Leia mais: 8 coisas que você deve fazer pelos seus ossos todos os dias, segundo médicos ortopedistas

A ciência é usada apropriadamente – mesmo que imperfeitamente – para nos ajudar a fazer compensações razoáveis no que diz respeito ao álcool na nossa sociedade, por exemplo, restringindo a liberdade de consumir álcool antes de conduzir ou impedindo a venda a adolescentes que são menos propensos a utilizá-lo de forma responsável. Ninguém que pensa que o álcool deveria ser legal pensa que deveria ser assim porque a ciência não é conclusiva sobre seus danos; em vez disso, com benefícios para muitos, há simplesmente compensações a serem feitas.

Tudo isto significa que quando ouvimos políticos, outros líderes ou qualquer pessoa dizer que estão a “ouvir a ciência”, temos de nos perguntar que parte da discussão eles poderão não estar ouvindo – ou talvez não queira falar sobre isso. Ouvir verdadeiramente a ciência significa aceitar que a ciência, embora útil, não substitui o julgamento humano honesto que diferirá razoavelmente entre os indivíduos e ao longo do tempo numa sociedade diversificada e dinâmica. Significa que devemos estar preparados para mudar de ideias se novos dados nos sugerirem que não vale a pena fazer compensações entre potenciais danos e benefícios potenciais.

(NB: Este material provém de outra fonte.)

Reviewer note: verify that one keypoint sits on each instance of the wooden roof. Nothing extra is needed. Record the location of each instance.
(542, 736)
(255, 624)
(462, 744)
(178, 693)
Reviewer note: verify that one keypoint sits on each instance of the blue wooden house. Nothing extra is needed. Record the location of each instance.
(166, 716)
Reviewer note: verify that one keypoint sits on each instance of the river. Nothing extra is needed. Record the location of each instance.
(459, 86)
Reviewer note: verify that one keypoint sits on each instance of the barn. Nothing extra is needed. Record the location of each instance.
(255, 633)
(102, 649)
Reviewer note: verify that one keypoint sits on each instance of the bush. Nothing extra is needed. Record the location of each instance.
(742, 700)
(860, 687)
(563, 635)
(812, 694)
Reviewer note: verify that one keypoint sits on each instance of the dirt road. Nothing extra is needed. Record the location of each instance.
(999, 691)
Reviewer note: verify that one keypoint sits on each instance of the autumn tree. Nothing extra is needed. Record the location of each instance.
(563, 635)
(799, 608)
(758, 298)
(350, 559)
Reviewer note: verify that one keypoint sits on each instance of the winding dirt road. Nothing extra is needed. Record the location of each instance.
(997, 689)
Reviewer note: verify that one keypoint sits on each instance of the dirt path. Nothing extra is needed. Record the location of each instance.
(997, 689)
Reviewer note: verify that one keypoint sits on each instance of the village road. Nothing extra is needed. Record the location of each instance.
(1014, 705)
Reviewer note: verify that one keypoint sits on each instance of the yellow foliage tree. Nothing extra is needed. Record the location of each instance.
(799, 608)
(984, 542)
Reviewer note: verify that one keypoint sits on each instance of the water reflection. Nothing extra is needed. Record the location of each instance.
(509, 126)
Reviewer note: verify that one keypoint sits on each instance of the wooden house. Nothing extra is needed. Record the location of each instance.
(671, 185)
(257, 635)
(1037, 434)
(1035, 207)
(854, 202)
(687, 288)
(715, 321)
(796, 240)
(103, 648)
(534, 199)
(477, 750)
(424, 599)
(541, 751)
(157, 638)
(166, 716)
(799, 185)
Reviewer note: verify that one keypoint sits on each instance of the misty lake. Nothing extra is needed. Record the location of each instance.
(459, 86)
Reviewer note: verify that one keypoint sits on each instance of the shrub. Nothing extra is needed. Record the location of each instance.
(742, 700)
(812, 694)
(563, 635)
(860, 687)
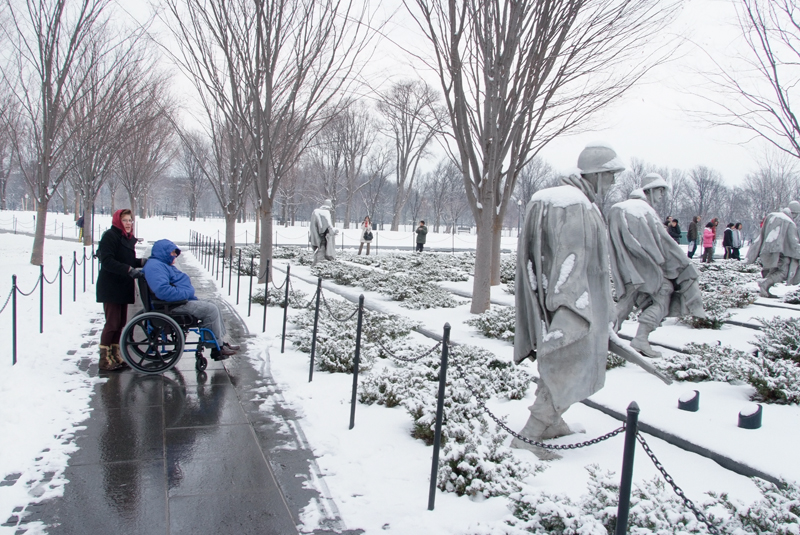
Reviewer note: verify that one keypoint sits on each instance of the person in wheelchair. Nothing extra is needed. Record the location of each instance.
(168, 283)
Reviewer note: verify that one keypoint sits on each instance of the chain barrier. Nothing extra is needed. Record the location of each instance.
(675, 488)
(38, 280)
(8, 299)
(55, 277)
(502, 425)
(330, 312)
(407, 359)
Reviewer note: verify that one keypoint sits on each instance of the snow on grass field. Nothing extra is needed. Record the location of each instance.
(376, 474)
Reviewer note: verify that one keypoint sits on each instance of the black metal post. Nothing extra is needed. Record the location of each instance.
(239, 277)
(216, 256)
(314, 332)
(250, 293)
(285, 308)
(41, 299)
(222, 278)
(437, 435)
(60, 282)
(356, 358)
(230, 269)
(627, 469)
(266, 295)
(13, 319)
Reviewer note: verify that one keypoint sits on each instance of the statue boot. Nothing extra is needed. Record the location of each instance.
(763, 287)
(534, 430)
(641, 342)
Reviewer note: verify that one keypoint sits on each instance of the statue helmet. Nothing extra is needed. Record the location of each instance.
(599, 158)
(653, 181)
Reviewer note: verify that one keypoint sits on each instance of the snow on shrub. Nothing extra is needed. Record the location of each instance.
(498, 322)
(336, 339)
(779, 339)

Existem algumas questões em que já existe um amplo acordo sobre compensações que vale a pena fazer. Por exemplo, os inquéritos dizem-nos que a grande maioria dos americanos apoia a exigência de vacinação contra doenças infantis potencialmente devastadoras para frequentar a escola. Mas para a maioria das pessoas, o flúor representa uma nova discussão, e aí, um debate de boa fé envolve considerar os reais benefícios do flúor para a saúde bucal, avaliar rigorosamente quaisquer riscos de toxicidade do excesso de flúor e reconhecer a maior disponibilidade de outras fontes de flúor em cremes dentais, enxaguatórios bucais, suplementos e vernizes do que no século passado. Mentes razoáveis ​​poderiam chegar a conclusões diferentes, e é por isso que as comunidades nos EUA e no exterior estão optando por adicionar e para remover flúor do abastecimento público de água.

Avançar em discussões transparentes e baseadas em evidências sobre as compensações em jogo nas decisões de saúde pública – sem serem obscurecidas por pesquisas distrativas, mal interpretadas ou inexistentes que na verdade não informam essas compensações – pode nos ajudar a tomar melhores decisões coletivas para nossa saúde, e poderia ajudar a reconstruir a confiança em declínio na saúde pública.